「あの小説をたべたい」は、小説に登場するごはんやおやつを再現してみる動画コンテンツ。「どんな味だろう?」「こんな料理かな?」と想像をふくらませて、好書好日流のレシピで紹介します。“読む”だけでなく、ぜひ“作って食べて”物語の世界を味わってみてください。読んでから食べるか、食べてから読むかは、あなた次第です!

好書好日流「ザクロカレー」の作り方

<材料(4人分)>

ザクロ 大1個

くるみ 100g

水 100ml

玉ねぎ 大1個

セロリ(軸) 1本

グリーンピース(実) 50g

オリーブオイル 大さじ2

クミン(ホール) 小さじ1

バターライス 適量

パセリ 適量

《A》

牛肉(すね肉、一口大) 250g

水 600ml

ローリエ 1枚

セロリ(葉) 1本分

《B》

塩 小さじ1

コリアンダー(パウダー) 小さじ1

ターメリック(パウダー) 小さじ1

胡椒 小さじ1/2

【事前準備】
・くるみは乾煎りする。
・バターライスはみじん切りのパセリを加えて、混ぜ合わせる。

<作り方>

小鍋に《A》の材料を加えて中火にかけ、沸騰後弱火にして30分煮込む。煮込み終わったらセロリとローリエを取り出し、水分と肉を計り、500gよりも少ない場合は水を足す。

玉ねぎとセロリ(軸)はみじん切りにする。ザクロは房から実を外し、飾り用にスプーン2杯分を分けておく。

ミキサーにザクロの実と水100mlを入れ、攪拌する。くるみを少しずつ加えて、ペースト状にする。

フライパンにオリーブオイルとクミンを入れ、中火にかける。クミンから細かい気泡が出てきたら、玉ねぎとセロリを加え、アメ色になるまで炒める。

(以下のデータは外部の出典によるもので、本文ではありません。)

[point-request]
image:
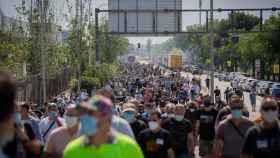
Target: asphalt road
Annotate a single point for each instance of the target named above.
(222, 86)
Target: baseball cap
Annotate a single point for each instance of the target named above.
(98, 104)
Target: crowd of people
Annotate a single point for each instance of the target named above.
(145, 111)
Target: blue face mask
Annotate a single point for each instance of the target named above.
(52, 114)
(236, 113)
(129, 116)
(17, 118)
(88, 125)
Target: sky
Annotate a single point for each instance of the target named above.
(8, 7)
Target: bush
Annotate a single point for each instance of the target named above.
(96, 76)
(87, 83)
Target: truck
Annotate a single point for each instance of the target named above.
(174, 61)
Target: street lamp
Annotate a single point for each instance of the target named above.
(211, 39)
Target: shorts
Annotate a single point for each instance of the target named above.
(205, 147)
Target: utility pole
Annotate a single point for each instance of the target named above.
(200, 7)
(97, 53)
(44, 56)
(77, 30)
(90, 38)
(211, 40)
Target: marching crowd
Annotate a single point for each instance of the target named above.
(145, 111)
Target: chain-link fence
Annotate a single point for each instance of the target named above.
(30, 89)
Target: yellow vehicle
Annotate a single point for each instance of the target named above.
(175, 61)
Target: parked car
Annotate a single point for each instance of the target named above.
(263, 87)
(275, 90)
(248, 84)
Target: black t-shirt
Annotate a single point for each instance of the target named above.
(223, 113)
(155, 145)
(191, 115)
(179, 133)
(138, 126)
(262, 143)
(207, 123)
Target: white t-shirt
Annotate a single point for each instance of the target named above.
(45, 123)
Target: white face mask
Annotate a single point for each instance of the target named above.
(270, 116)
(153, 125)
(6, 136)
(71, 121)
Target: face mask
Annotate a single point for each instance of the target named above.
(17, 118)
(179, 117)
(236, 113)
(6, 136)
(129, 117)
(153, 125)
(88, 125)
(52, 114)
(171, 115)
(270, 116)
(71, 121)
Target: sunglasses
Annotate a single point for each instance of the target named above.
(269, 108)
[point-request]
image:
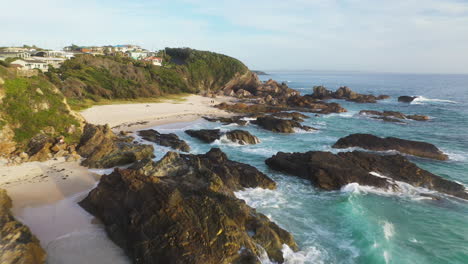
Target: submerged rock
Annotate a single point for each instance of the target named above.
(296, 116)
(237, 136)
(103, 149)
(242, 137)
(346, 93)
(205, 135)
(182, 209)
(228, 120)
(167, 140)
(280, 125)
(332, 171)
(371, 142)
(406, 99)
(17, 244)
(391, 115)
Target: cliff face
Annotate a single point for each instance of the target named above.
(17, 244)
(185, 70)
(32, 106)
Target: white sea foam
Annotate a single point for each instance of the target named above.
(258, 197)
(422, 100)
(386, 256)
(403, 189)
(309, 255)
(456, 156)
(389, 230)
(302, 131)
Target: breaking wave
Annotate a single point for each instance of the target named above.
(422, 100)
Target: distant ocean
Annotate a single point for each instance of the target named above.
(360, 224)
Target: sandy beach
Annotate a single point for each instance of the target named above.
(132, 117)
(45, 194)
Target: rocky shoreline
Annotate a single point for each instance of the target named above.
(182, 208)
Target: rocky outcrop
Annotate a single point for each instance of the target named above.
(280, 125)
(332, 171)
(406, 99)
(296, 116)
(103, 149)
(308, 103)
(17, 244)
(346, 93)
(205, 135)
(167, 140)
(371, 142)
(182, 209)
(392, 116)
(227, 120)
(241, 137)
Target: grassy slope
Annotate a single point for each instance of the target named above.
(34, 104)
(88, 80)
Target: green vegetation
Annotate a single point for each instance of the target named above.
(33, 104)
(88, 79)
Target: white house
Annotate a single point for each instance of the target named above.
(55, 62)
(14, 54)
(31, 64)
(155, 60)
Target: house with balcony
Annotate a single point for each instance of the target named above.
(30, 64)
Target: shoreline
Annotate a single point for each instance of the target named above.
(133, 117)
(44, 194)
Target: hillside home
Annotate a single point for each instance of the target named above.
(53, 61)
(137, 55)
(30, 64)
(11, 54)
(154, 60)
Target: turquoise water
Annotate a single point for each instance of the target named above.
(360, 224)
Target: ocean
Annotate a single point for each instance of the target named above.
(361, 224)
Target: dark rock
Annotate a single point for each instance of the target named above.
(228, 120)
(332, 171)
(279, 125)
(296, 116)
(390, 115)
(39, 147)
(346, 93)
(167, 140)
(406, 99)
(371, 142)
(103, 149)
(210, 135)
(17, 244)
(182, 209)
(242, 137)
(205, 135)
(389, 119)
(418, 117)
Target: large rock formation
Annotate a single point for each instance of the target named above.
(346, 93)
(103, 149)
(227, 120)
(167, 140)
(406, 99)
(205, 135)
(182, 209)
(237, 136)
(296, 116)
(280, 125)
(371, 142)
(388, 115)
(332, 171)
(242, 137)
(17, 244)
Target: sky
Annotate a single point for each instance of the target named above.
(407, 36)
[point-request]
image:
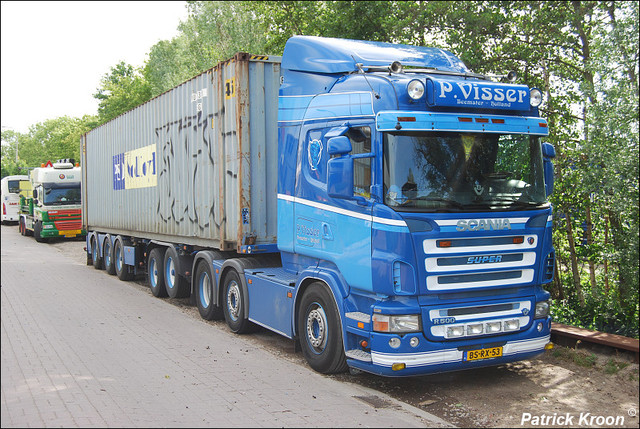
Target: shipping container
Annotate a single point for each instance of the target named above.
(197, 162)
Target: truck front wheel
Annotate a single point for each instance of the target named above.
(156, 273)
(37, 230)
(122, 270)
(204, 290)
(320, 331)
(95, 253)
(233, 304)
(177, 286)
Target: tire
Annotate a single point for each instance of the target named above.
(155, 271)
(95, 253)
(176, 284)
(107, 261)
(37, 230)
(320, 331)
(122, 270)
(233, 306)
(204, 290)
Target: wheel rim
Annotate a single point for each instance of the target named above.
(107, 254)
(170, 273)
(233, 300)
(94, 251)
(153, 272)
(205, 289)
(317, 327)
(118, 256)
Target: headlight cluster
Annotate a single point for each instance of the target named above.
(396, 323)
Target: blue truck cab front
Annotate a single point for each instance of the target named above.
(416, 192)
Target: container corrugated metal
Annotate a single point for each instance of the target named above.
(196, 165)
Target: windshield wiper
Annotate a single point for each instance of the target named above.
(510, 203)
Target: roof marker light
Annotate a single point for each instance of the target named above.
(535, 97)
(415, 89)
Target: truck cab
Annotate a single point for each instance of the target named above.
(12, 188)
(53, 208)
(419, 193)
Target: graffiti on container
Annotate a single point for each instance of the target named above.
(187, 172)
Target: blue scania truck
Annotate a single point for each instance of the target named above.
(379, 203)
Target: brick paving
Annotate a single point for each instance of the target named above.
(82, 349)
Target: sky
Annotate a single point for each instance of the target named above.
(54, 53)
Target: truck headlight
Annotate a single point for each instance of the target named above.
(542, 309)
(396, 323)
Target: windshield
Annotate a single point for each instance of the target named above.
(62, 195)
(425, 171)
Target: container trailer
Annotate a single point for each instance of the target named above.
(379, 203)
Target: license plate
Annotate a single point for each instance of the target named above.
(484, 354)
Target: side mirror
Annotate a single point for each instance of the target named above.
(548, 153)
(340, 177)
(340, 145)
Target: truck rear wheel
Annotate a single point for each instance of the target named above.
(177, 286)
(107, 250)
(233, 304)
(122, 270)
(204, 291)
(320, 331)
(155, 269)
(95, 253)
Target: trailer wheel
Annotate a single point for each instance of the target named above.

3と《B》を加え、3分ほど炒めて、水分を飛ばす。1を加え、沸騰後、弱火で30分煮込む。煮込み終わり5分前にグリーンピースを加え、塩で味を調える。

皿にバターライスをよそい、5をかけ、飾り用に分けたザクロを散らす。

小川糸『食堂かたつむり』ってどんな作品?

 恋人に裏切られ、その衝撃で声をも失ってしまった倫子は、ふるさとに戻り、メニューのない小さな食堂を始めます。一日一組のお客様との出会いを通じて倫子の心が少しずつときほぐされていく中、倫子の料理を食べると小さな奇跡が起きると評判になっていき……。

 「ザクロカレー」は、食堂のオープン準備を手伝ってくれた熊さんのために作った一品。食堂かたつむりの記念すべき最初の料理です。
 熊さんのお嫁さん“シニョリータ”がはじめて作ってくれた料理がカレーだったことから、倫子が考えに考え抜いて作ることにした異国情緒あふれるカレー。ルビー色に輝くザクロの甘酸っぱさがクセになります。